Trotz would be the first to admit he doesn’t hold that distinction in the NHL, but he still understands the importance of looking sharp. That’s one of the reasons he’s among the coaches promoting the 10th annual Men’s Wearhouse National Suit Drive, which collects gently used men’s and women’s professional attire for unemployed individuals looking to reenter the workforce. People who donate items receive a coupon for 50 percent off their next purchase.
“It resonated with us, obviously,” Trotz said of the NHL Coaches’ Association’s involvement in this year’s program, which started Saturday and runs through July 31. “It’s an opportunity for us to make a difference for people who are down on their luck.”
Trotz, who took a part-time job at a clothing store after he became the general manager and head coach of the Manitoba Junior Hockey League’s Dauphin Kings at age 23, has about a dozen suits in his game rotation these days. Among his players, Trotz said Lars Eller “carries a suit as good as anybody.” When it comes to his own clothing choices, Trotz likes to keep things simple.
“I don’t think I get too wild with anything with my suits,” he said. “For the most part, I stay the same. A gray, black, blue. I have a brown suit, but more of the basic colors. Behind the bench is not the best place for a suit all the time. Between the spilled blood, the spilled Gatorade, the water, spit and all those things, it is not maybe the best place to have a suit, but I think it’s a great tradition that the NHL does have.”
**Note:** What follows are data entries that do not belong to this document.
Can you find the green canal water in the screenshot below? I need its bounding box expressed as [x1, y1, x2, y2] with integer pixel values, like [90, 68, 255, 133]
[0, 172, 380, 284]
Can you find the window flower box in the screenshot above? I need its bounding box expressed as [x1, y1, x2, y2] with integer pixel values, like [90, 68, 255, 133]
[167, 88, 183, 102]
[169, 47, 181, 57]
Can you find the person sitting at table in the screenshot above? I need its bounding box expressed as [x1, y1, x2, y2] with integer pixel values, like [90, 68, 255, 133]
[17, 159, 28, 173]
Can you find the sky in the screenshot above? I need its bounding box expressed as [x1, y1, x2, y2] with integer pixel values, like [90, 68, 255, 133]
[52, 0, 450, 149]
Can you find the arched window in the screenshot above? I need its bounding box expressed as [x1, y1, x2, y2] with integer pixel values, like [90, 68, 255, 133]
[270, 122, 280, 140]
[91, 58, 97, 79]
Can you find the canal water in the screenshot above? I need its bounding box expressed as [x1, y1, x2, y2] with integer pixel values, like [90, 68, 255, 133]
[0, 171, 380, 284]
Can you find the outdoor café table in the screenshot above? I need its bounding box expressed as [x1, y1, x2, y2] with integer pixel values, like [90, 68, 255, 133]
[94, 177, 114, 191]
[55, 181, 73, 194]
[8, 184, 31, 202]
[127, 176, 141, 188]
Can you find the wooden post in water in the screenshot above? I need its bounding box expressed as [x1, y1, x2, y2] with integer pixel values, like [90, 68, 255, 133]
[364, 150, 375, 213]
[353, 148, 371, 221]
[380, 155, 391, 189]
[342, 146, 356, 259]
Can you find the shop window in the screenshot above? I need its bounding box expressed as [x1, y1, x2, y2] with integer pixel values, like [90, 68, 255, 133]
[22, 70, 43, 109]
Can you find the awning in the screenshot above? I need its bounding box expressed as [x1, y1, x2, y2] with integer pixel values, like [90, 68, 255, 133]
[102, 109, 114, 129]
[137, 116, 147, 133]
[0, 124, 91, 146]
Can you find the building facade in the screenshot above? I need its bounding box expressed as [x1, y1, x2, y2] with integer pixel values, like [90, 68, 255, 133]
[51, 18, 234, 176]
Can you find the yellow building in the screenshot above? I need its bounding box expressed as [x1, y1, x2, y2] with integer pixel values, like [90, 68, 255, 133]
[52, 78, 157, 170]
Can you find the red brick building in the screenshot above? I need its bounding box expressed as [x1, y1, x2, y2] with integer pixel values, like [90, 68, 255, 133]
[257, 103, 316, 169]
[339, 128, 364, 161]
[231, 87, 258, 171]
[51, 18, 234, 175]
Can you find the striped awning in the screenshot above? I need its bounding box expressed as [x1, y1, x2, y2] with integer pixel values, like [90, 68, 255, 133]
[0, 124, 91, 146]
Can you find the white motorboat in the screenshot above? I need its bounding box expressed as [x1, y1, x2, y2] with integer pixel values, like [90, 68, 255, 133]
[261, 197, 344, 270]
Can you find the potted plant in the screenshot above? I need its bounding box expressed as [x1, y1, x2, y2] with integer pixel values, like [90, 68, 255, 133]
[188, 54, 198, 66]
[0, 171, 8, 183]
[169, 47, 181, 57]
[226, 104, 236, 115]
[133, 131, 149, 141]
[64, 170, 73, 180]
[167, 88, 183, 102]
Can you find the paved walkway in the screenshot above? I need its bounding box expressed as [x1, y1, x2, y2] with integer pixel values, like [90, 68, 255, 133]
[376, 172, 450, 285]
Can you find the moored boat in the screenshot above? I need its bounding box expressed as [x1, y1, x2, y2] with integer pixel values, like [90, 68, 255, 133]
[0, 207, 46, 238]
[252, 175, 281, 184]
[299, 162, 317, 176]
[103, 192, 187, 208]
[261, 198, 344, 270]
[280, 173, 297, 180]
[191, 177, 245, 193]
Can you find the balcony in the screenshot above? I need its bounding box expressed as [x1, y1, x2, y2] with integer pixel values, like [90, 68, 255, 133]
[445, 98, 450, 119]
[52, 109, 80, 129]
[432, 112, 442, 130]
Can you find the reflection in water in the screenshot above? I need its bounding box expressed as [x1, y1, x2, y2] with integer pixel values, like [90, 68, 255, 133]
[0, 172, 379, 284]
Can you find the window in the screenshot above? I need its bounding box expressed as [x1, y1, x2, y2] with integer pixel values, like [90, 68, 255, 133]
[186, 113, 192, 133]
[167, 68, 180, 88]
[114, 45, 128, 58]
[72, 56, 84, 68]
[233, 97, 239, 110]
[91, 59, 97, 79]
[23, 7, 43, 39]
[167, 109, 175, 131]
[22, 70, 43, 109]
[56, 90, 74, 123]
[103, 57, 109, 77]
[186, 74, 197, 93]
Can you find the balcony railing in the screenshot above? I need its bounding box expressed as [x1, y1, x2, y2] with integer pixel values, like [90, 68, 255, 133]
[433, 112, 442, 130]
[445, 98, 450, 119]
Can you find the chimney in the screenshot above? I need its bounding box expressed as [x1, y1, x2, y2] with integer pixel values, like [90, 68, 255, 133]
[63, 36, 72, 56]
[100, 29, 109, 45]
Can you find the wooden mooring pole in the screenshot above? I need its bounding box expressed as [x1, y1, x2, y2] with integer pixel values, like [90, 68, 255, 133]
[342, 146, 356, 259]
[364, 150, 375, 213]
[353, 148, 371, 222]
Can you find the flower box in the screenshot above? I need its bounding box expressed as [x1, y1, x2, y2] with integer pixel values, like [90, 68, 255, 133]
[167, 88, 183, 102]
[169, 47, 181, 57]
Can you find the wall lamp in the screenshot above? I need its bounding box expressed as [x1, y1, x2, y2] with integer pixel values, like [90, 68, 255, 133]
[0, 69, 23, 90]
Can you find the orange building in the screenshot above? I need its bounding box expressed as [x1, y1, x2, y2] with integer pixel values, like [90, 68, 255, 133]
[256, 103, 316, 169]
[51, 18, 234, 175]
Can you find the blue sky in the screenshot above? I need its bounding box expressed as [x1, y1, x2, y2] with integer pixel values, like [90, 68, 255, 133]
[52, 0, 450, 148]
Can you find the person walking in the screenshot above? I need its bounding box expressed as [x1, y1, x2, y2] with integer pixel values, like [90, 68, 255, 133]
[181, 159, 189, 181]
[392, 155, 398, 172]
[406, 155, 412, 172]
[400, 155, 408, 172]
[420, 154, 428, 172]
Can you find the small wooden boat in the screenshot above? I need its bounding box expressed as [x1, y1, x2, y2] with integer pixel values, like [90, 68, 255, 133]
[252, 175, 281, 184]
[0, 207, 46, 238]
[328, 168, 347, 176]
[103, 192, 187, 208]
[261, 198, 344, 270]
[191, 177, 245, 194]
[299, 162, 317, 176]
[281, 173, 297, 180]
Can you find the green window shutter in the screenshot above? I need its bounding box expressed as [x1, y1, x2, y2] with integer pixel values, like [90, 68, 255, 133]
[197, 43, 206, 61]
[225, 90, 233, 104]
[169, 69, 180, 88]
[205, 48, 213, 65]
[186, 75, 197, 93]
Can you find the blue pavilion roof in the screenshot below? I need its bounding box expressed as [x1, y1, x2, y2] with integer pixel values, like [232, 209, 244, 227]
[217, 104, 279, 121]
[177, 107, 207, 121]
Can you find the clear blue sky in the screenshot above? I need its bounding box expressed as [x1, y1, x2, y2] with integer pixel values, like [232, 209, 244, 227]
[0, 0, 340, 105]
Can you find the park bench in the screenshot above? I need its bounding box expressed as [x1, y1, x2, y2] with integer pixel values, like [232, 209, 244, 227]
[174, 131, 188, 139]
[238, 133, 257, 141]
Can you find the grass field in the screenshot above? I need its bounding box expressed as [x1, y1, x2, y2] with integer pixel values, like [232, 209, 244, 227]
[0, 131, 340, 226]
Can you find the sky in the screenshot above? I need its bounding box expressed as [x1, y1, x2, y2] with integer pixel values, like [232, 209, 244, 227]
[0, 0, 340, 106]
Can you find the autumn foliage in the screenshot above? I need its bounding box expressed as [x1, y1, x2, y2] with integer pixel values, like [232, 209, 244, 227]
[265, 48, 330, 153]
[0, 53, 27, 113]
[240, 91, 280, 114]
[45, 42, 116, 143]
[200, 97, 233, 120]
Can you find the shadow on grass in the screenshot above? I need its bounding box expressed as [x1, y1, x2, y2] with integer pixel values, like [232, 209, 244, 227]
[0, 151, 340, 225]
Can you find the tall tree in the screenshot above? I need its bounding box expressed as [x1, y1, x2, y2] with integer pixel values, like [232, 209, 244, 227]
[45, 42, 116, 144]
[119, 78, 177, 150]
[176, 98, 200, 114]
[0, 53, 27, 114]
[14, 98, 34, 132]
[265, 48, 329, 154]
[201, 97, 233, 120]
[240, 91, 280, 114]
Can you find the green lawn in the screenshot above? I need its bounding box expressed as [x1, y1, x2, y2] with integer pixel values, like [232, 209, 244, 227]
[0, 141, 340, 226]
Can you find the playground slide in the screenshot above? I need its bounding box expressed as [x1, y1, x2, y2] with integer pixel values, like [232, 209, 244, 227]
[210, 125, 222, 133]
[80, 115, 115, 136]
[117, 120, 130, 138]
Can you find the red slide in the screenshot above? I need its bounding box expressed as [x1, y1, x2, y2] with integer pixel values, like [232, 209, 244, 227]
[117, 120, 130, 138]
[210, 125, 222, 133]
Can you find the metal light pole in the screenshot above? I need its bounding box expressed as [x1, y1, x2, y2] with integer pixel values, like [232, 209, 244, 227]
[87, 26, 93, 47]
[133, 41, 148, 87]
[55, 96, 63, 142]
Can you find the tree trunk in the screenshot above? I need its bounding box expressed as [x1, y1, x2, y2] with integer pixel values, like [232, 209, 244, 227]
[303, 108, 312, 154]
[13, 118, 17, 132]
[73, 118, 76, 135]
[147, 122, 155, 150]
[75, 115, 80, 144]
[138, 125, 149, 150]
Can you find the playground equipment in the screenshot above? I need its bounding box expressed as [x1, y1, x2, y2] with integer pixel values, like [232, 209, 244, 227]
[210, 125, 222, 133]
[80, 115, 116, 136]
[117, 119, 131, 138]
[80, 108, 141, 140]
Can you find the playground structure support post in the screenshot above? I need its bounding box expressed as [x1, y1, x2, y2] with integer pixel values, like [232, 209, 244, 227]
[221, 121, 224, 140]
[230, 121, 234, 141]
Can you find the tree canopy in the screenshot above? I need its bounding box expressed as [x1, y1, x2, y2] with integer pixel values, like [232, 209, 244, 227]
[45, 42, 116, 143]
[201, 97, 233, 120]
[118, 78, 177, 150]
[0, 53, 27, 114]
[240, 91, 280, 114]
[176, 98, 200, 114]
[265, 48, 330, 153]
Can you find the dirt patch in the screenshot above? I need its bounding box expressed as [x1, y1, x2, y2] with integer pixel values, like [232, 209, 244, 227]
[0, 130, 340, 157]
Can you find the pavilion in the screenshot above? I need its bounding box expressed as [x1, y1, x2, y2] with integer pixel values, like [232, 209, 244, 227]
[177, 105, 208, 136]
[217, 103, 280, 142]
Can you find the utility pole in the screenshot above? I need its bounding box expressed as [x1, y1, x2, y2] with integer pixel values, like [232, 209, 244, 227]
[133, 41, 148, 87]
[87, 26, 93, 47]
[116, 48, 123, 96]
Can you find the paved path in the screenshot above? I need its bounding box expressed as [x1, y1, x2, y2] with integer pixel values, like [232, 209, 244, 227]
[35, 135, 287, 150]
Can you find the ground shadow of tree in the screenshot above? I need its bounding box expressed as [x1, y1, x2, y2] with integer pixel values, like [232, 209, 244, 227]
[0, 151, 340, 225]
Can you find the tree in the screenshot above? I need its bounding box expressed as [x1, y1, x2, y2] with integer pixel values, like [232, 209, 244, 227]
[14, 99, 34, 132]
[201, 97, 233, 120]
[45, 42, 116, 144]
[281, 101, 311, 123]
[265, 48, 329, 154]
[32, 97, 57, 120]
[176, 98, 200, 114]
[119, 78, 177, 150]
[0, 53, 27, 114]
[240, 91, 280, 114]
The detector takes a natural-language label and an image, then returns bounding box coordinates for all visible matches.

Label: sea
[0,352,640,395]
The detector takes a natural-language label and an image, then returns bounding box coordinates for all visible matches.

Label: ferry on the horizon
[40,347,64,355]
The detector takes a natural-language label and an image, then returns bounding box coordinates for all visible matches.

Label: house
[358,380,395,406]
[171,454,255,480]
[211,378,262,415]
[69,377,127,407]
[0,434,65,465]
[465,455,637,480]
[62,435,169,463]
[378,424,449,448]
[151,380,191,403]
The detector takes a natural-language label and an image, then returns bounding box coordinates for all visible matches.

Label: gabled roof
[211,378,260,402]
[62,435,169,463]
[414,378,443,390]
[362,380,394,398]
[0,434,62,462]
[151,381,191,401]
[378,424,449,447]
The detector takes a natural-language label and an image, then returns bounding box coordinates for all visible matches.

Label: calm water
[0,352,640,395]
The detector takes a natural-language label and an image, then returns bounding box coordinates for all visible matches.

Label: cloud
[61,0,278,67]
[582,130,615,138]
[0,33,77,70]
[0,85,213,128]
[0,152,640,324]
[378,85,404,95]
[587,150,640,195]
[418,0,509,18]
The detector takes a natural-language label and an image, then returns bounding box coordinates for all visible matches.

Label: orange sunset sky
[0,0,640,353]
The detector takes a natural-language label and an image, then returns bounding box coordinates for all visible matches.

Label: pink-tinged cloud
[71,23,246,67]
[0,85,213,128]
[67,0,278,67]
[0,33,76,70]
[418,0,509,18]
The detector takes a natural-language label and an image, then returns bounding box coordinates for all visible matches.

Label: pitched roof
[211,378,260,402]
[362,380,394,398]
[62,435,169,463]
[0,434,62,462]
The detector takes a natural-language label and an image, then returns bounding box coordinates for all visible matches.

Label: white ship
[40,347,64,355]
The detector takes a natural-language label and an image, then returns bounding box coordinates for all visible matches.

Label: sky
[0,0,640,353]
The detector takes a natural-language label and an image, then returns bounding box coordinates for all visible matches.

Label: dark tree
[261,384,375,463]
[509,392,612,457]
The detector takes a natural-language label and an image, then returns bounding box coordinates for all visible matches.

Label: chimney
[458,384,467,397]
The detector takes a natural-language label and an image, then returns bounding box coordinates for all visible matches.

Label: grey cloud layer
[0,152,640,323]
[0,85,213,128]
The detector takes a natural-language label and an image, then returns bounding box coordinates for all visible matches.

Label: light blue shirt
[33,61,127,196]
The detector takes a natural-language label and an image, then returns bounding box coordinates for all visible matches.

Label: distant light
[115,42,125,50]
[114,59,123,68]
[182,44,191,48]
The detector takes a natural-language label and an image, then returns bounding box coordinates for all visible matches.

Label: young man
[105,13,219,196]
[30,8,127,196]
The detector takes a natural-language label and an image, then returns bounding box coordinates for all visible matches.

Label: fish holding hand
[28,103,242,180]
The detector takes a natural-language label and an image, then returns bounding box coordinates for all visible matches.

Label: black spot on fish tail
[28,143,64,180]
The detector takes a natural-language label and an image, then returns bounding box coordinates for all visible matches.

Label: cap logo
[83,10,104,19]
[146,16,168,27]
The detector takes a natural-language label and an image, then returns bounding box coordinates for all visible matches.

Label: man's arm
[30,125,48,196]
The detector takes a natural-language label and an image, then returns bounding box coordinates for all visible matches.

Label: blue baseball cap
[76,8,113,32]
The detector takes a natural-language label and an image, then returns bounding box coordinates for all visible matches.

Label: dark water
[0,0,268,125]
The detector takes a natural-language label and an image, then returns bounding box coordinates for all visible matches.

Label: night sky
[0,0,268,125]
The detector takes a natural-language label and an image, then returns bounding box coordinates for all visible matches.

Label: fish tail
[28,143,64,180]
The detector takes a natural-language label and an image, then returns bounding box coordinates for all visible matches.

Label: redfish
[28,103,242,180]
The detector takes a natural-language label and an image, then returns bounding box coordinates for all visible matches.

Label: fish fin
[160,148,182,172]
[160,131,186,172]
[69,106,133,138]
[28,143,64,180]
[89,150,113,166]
Trotz hasn’t had much reason to wear a suit since mid-May, when the Capitals were eliminated by the Penguins in the second round of the playoffs for a second consecutive year. He tuned out during the next round of the playoffs, but watched Pittsburgh beat his former team, Nashville, in the Stanley Cup final.
“You’ve got to hit it right,” Trotz, who has led Washington to back-to-back Presidents’ Trophies, said of the postseason. “From our standpoint, we felt that we were going to get by the Penguins. We felt that we outplayed them the majority of the series, but they won four, we won three. We got to Game 7 with the Stanley Cup champs. That’s the way you have to look at it, I guess. It’s no consolation, though.”
Trotz is entering the fourth and final year of his current contract, and Capitals General Manager Brian MacLellan said an extension has not been discussed. Trotz said Friday that his contract status has “zero effect” on him entering the season. While Washington figures to lose a few key contributors during free agency, Trotz remains optimistic that next year could be the one that he and the Capitals finally break through in the playoffs.
“A lot of people say our window is closed,” Trotz said. “I don’t think our window is closed. I think our window is a little different. I’ve talked to a lot of people that have been with teams that have set a high standard for a number of years. I was talking with [Toronto Maple Leafs Coach] Mike Babcock, who was with Detroit for a number of years. He said, ‘When I had what I thought were our best teams, we didn’t win. We lost out in the first round, we lost out one year in the finals.’ He also said, ‘The team I thought was sort of average, that was the team that ended up winning.’ You just don’t know. You just got to keep trying to win. It doesn’t help when you’re disappointed, that’s for sure, but I understand the process.”